The bill passed the Senate earlier in the day, and House passage by a vote of 193-165 sends the measure to the President for his review and signature.
The short-term continuing resolution funds the federal government through March 4, 2011. It funds most programs including the Department of Defense cancer research programs, the National Institutes of Health cancer research programs, and the cancer control programs at the Centers for Disease Control and Prevention at fiscal year 2010 levels.
When the new Congress convenes, they will need to deal with funding the remainder of fiscal year 2011 (from March 5 until September 30), and we expect that the new Congress will reduce funding levels. House and Senate Republican leaders say they want to implement a cut of about 22 percent to bring non-security discretionary spending back to fiscal year 2008 levels. What Congressional leaders haven’t said is which programs should be cut, and by how much.

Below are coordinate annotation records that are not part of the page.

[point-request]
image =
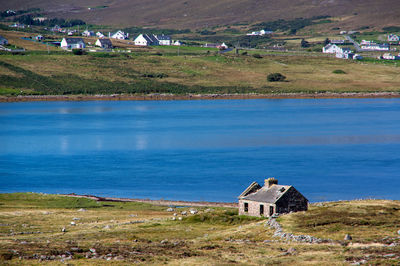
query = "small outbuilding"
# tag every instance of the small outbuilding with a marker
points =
(104, 43)
(270, 199)
(72, 43)
(3, 41)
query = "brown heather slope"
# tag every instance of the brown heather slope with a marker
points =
(352, 14)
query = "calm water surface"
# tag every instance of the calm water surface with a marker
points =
(329, 149)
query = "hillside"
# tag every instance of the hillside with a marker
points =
(207, 13)
(53, 229)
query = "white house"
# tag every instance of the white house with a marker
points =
(337, 41)
(88, 33)
(177, 43)
(393, 38)
(146, 39)
(376, 47)
(99, 34)
(364, 42)
(3, 41)
(39, 37)
(345, 53)
(163, 39)
(222, 46)
(389, 56)
(104, 43)
(260, 33)
(332, 49)
(120, 35)
(72, 43)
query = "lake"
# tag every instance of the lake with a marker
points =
(328, 149)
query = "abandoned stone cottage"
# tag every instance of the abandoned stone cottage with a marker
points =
(270, 199)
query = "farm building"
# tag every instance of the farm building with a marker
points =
(163, 39)
(146, 39)
(271, 199)
(3, 41)
(72, 43)
(104, 43)
(120, 35)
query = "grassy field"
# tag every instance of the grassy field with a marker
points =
(120, 233)
(161, 70)
(184, 70)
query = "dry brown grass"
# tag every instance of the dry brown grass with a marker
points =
(110, 228)
(206, 13)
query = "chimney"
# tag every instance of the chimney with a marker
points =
(270, 182)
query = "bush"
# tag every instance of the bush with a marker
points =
(273, 77)
(338, 71)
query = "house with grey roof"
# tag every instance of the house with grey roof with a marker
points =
(72, 43)
(104, 43)
(163, 39)
(146, 39)
(3, 41)
(270, 199)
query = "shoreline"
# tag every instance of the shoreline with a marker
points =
(170, 97)
(158, 202)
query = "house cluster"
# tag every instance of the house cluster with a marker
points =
(271, 199)
(221, 46)
(152, 39)
(372, 46)
(79, 43)
(393, 38)
(260, 33)
(3, 41)
(340, 52)
(18, 26)
(389, 56)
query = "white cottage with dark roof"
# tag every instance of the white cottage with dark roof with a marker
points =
(72, 43)
(146, 39)
(271, 199)
(3, 41)
(104, 43)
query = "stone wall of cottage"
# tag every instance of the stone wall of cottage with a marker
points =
(254, 208)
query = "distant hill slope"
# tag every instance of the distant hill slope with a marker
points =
(206, 13)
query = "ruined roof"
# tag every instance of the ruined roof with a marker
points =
(250, 189)
(267, 195)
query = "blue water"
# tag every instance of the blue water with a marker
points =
(329, 149)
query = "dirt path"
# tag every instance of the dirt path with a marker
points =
(159, 202)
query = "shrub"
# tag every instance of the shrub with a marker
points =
(273, 77)
(338, 71)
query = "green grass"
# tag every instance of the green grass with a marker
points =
(144, 72)
(138, 233)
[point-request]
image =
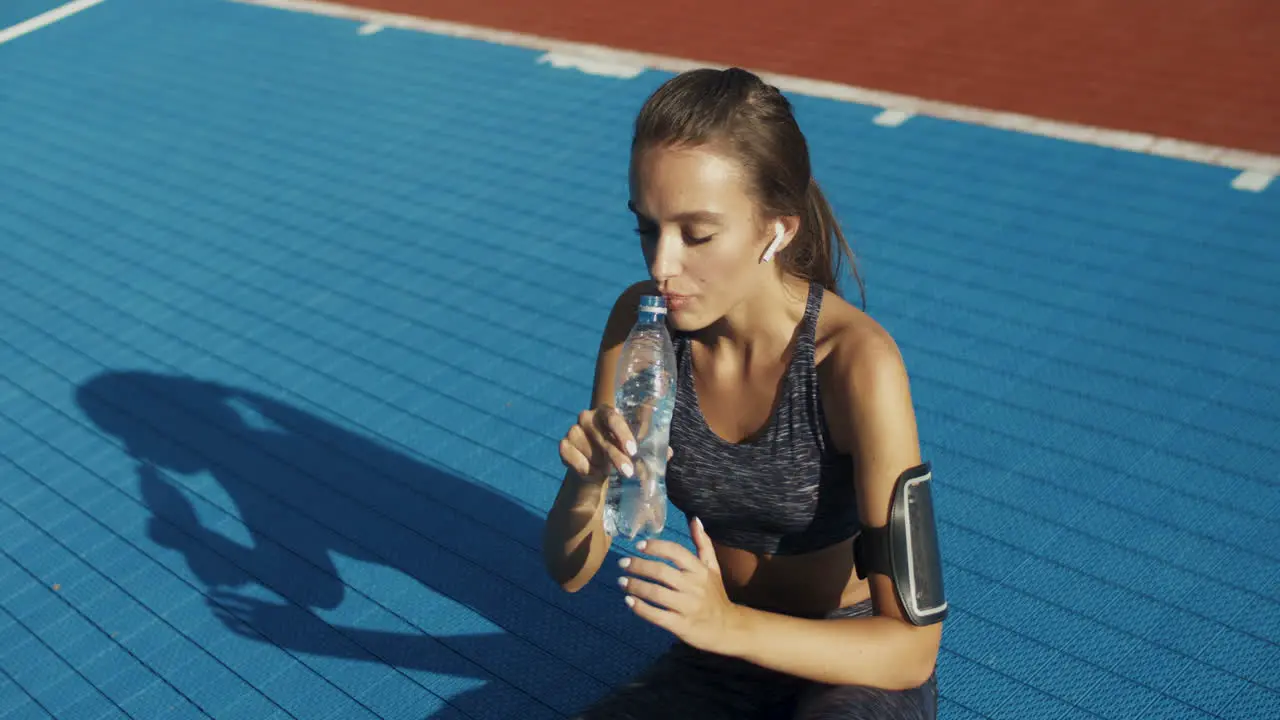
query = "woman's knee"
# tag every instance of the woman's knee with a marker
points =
(858, 702)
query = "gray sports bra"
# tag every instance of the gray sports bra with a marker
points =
(784, 492)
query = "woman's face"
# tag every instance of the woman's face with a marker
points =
(699, 229)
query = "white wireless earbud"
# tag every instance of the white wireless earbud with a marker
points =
(773, 246)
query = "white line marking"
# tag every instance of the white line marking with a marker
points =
(1252, 181)
(1118, 140)
(592, 64)
(891, 118)
(45, 18)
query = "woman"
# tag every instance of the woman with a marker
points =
(794, 432)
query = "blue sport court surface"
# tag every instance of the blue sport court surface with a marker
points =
(292, 319)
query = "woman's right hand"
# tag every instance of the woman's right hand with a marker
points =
(599, 442)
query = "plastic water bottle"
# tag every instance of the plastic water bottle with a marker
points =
(645, 395)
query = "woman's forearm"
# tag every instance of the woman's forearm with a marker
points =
(574, 540)
(874, 651)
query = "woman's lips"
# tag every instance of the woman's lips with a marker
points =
(677, 301)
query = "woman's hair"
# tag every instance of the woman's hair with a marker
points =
(736, 112)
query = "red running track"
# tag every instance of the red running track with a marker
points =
(1191, 69)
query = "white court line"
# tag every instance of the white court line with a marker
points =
(45, 18)
(589, 54)
(891, 118)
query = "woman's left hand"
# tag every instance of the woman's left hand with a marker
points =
(688, 600)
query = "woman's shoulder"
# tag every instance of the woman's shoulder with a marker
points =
(858, 358)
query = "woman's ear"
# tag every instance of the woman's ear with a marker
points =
(784, 231)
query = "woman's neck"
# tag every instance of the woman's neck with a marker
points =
(763, 320)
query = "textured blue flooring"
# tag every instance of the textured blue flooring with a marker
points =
(291, 320)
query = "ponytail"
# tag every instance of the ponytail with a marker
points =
(819, 249)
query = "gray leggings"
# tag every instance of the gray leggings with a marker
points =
(700, 686)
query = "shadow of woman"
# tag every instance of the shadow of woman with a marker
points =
(307, 491)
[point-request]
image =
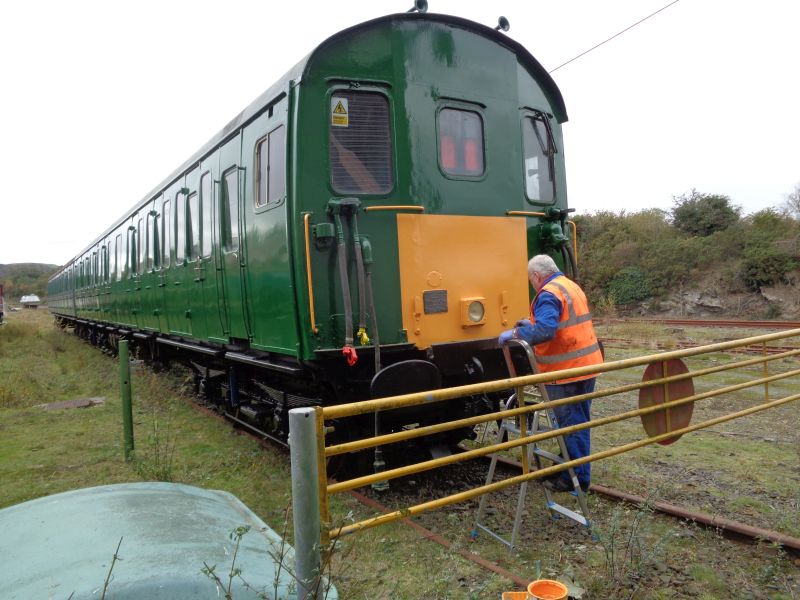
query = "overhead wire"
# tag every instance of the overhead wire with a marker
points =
(640, 21)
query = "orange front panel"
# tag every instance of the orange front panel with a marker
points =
(449, 263)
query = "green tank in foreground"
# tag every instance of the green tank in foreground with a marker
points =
(62, 546)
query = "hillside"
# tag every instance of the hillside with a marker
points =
(711, 263)
(19, 279)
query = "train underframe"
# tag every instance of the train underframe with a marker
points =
(257, 390)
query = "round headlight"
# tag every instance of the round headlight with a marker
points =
(476, 311)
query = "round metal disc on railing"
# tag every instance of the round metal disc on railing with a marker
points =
(672, 418)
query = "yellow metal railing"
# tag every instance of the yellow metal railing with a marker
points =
(348, 410)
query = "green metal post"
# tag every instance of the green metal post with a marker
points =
(125, 390)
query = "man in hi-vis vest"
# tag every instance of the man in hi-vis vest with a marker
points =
(561, 333)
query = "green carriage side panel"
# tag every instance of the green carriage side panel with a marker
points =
(422, 64)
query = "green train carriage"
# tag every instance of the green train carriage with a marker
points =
(371, 211)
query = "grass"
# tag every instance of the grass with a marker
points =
(733, 471)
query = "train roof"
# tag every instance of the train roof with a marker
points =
(275, 92)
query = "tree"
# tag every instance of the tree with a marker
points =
(703, 214)
(792, 205)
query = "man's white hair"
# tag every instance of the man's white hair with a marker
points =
(543, 265)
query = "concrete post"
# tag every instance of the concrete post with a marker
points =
(305, 502)
(125, 390)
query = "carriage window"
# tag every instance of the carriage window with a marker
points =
(131, 252)
(461, 142)
(360, 146)
(540, 184)
(141, 240)
(229, 210)
(193, 234)
(180, 227)
(270, 178)
(152, 242)
(112, 258)
(166, 234)
(118, 263)
(205, 201)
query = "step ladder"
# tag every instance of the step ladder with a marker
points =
(532, 454)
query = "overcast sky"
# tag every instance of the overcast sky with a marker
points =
(101, 100)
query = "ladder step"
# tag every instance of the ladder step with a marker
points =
(548, 455)
(570, 514)
(500, 539)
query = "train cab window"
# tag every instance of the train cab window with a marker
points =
(193, 235)
(461, 142)
(540, 149)
(180, 227)
(271, 161)
(360, 146)
(229, 209)
(166, 234)
(205, 212)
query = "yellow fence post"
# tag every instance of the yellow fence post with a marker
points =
(765, 371)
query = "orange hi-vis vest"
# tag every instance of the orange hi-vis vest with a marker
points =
(575, 344)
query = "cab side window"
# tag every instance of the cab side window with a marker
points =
(539, 149)
(359, 143)
(461, 142)
(271, 161)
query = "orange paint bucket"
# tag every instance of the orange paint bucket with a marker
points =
(547, 589)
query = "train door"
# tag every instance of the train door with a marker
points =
(138, 254)
(111, 277)
(205, 297)
(230, 233)
(271, 294)
(193, 281)
(181, 273)
(150, 275)
(165, 235)
(129, 274)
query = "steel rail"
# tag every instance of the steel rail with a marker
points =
(475, 492)
(524, 440)
(716, 323)
(370, 406)
(391, 438)
(413, 207)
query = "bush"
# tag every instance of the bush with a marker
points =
(629, 286)
(703, 214)
(765, 265)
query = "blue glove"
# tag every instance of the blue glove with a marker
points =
(505, 336)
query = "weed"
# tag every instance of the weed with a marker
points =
(629, 549)
(606, 306)
(114, 560)
(210, 571)
(156, 463)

In today’s budget climate, it will be difficult to secure any funding increases for cancer research – even for investments with the proven long-term impact of biomedical research.
The only way we will get the members of the 112th Congress to make the fight against cancer a top legislative priority and continue to fund innovative and life-saving colorecal cancer research programs is if we tell them why it should be a priority. Come climb the steps of the Capitol with us – http://link.fightcrc.org/TakeAction. Taking the time to bring your cancer story to the halls of Congress will make a difference!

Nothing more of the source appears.